I looked up. A figure—a man—stood across the street. Probably some street vendor cleaning up early. I didn't care. I dropped the cigarette, ground it under my boot, and shrugged.

"Late?" I said. My voice was low, controlled. "I don't answer to anyone tonight."

Rain beat against the pavement, pounding the city into some sort of rhythm I felt rather than heard. Neon signs reflected in the puddles like fractured mirrors, showing me dozens of faces, none of them mine. They weren't. I had never belonged to this world, never truly.

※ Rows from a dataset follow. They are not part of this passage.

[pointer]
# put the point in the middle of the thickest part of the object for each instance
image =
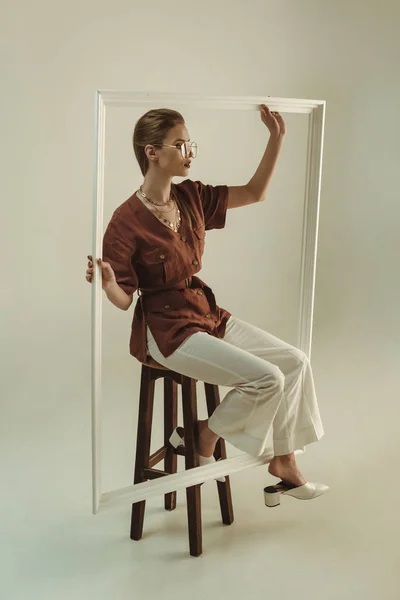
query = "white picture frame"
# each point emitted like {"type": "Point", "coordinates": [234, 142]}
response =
{"type": "Point", "coordinates": [103, 98]}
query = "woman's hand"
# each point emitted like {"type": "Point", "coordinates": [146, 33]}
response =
{"type": "Point", "coordinates": [108, 275]}
{"type": "Point", "coordinates": [274, 121]}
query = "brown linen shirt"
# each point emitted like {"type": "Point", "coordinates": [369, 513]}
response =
{"type": "Point", "coordinates": [160, 264]}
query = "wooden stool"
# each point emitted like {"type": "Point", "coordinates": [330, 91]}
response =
{"type": "Point", "coordinates": [144, 463]}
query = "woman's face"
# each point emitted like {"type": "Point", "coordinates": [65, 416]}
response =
{"type": "Point", "coordinates": [171, 160]}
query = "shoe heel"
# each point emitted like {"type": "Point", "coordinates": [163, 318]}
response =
{"type": "Point", "coordinates": [272, 497]}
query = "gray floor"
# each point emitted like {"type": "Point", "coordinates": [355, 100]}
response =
{"type": "Point", "coordinates": [341, 545]}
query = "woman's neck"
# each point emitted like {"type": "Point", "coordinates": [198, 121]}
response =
{"type": "Point", "coordinates": [157, 187]}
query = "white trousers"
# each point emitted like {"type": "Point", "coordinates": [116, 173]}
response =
{"type": "Point", "coordinates": [273, 393]}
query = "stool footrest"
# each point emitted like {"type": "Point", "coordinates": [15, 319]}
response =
{"type": "Point", "coordinates": [154, 473]}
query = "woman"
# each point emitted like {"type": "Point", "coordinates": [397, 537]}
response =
{"type": "Point", "coordinates": [153, 245]}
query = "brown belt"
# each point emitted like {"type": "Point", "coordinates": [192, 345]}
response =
{"type": "Point", "coordinates": [179, 286]}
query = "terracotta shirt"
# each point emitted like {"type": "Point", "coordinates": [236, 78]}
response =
{"type": "Point", "coordinates": [160, 264]}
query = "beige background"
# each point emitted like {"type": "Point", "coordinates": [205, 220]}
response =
{"type": "Point", "coordinates": [55, 55]}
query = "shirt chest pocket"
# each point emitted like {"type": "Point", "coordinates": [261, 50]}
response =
{"type": "Point", "coordinates": [158, 265]}
{"type": "Point", "coordinates": [199, 237]}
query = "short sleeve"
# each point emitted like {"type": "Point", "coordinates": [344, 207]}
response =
{"type": "Point", "coordinates": [119, 248]}
{"type": "Point", "coordinates": [214, 201]}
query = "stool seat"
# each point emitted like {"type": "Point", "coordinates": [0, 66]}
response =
{"type": "Point", "coordinates": [144, 462]}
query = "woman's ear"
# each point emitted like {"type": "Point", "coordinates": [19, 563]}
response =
{"type": "Point", "coordinates": [150, 152]}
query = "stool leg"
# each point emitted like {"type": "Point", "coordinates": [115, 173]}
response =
{"type": "Point", "coordinates": [170, 422]}
{"type": "Point", "coordinates": [193, 493]}
{"type": "Point", "coordinates": [146, 402]}
{"type": "Point", "coordinates": [224, 487]}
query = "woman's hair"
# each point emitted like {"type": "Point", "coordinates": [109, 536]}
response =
{"type": "Point", "coordinates": [152, 128]}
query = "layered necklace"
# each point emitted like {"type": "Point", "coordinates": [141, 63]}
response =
{"type": "Point", "coordinates": [171, 200]}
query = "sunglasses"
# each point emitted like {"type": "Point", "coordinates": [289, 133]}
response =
{"type": "Point", "coordinates": [185, 147]}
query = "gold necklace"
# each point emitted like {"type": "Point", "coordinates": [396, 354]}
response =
{"type": "Point", "coordinates": [172, 225]}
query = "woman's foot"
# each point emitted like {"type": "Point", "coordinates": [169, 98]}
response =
{"type": "Point", "coordinates": [286, 469]}
{"type": "Point", "coordinates": [207, 439]}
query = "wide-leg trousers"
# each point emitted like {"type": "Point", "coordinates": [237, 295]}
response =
{"type": "Point", "coordinates": [272, 407]}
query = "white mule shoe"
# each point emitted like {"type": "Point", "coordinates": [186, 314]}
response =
{"type": "Point", "coordinates": [177, 440]}
{"type": "Point", "coordinates": [308, 491]}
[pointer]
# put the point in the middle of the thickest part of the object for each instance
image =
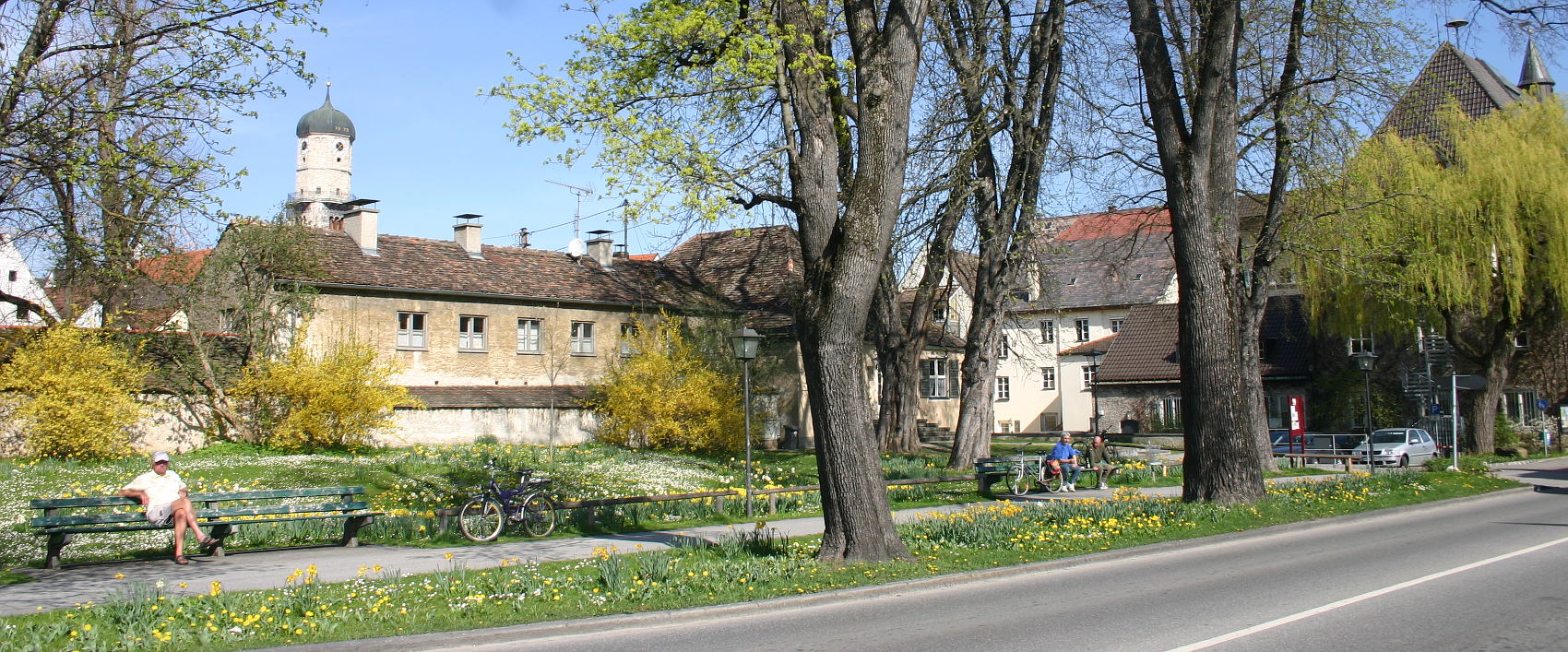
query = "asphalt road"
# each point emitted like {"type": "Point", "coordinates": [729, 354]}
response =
{"type": "Point", "coordinates": [1482, 574]}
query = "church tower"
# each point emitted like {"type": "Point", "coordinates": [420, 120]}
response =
{"type": "Point", "coordinates": [324, 166]}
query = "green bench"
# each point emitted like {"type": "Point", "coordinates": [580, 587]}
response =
{"type": "Point", "coordinates": [992, 470]}
{"type": "Point", "coordinates": [66, 517]}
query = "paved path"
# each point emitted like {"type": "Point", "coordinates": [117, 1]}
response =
{"type": "Point", "coordinates": [262, 569]}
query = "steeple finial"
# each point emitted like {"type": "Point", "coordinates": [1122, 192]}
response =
{"type": "Point", "coordinates": [1534, 76]}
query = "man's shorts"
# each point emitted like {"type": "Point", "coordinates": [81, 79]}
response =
{"type": "Point", "coordinates": [160, 515]}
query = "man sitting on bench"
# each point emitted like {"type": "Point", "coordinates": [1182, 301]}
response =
{"type": "Point", "coordinates": [163, 494]}
{"type": "Point", "coordinates": [1066, 459]}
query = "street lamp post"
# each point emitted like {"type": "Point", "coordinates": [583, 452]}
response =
{"type": "Point", "coordinates": [1364, 364]}
{"type": "Point", "coordinates": [745, 344]}
{"type": "Point", "coordinates": [1093, 396]}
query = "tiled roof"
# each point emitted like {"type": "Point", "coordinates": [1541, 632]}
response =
{"type": "Point", "coordinates": [756, 268]}
{"type": "Point", "coordinates": [499, 396]}
{"type": "Point", "coordinates": [1106, 271]}
{"type": "Point", "coordinates": [1146, 347]}
{"type": "Point", "coordinates": [441, 266]}
{"type": "Point", "coordinates": [1449, 76]}
{"type": "Point", "coordinates": [1101, 345]}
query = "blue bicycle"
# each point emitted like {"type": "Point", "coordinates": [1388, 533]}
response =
{"type": "Point", "coordinates": [486, 515]}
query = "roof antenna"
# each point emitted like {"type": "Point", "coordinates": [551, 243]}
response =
{"type": "Point", "coordinates": [1455, 26]}
{"type": "Point", "coordinates": [576, 246]}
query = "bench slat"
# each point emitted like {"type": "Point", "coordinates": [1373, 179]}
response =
{"type": "Point", "coordinates": [204, 524]}
{"type": "Point", "coordinates": [116, 500]}
{"type": "Point", "coordinates": [201, 513]}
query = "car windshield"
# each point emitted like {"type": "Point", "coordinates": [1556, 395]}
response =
{"type": "Point", "coordinates": [1391, 436]}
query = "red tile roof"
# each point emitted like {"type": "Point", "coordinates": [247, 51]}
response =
{"type": "Point", "coordinates": [441, 266]}
{"type": "Point", "coordinates": [756, 268]}
{"type": "Point", "coordinates": [1146, 347]}
{"type": "Point", "coordinates": [438, 397]}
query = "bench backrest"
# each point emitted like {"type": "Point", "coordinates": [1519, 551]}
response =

A black truck skidded in the distance, tires screaming against slick asphalt. Headlights tore through the fog. I barely noticed it at first. Then it loomed closer, faster than humanly reasonable. Reflex or instinct—call it whatever you want—I knew I should move. But I didn't. I wanted to feel the ending.

The truck struck me.

Metal screamed. Asphalt spat fire. Pain exploded in every direction at once. Bones broke, air left my lungs in jagged pieces, and the world fragmented into jagged, fluorescent shards. I felt myself lift, rotate, then slam into the wet pavement. Heat, cold, fire, water, glass, metal—it was all one sensation, overwhelming, beautiful in its brutality.

Faces hovered above me, blurred, distorted. Screams, honks, the hiss of tires. But I was gone. I was leaving. I was… free.

Goodbye, gray life. Goodbye, meaningless routine.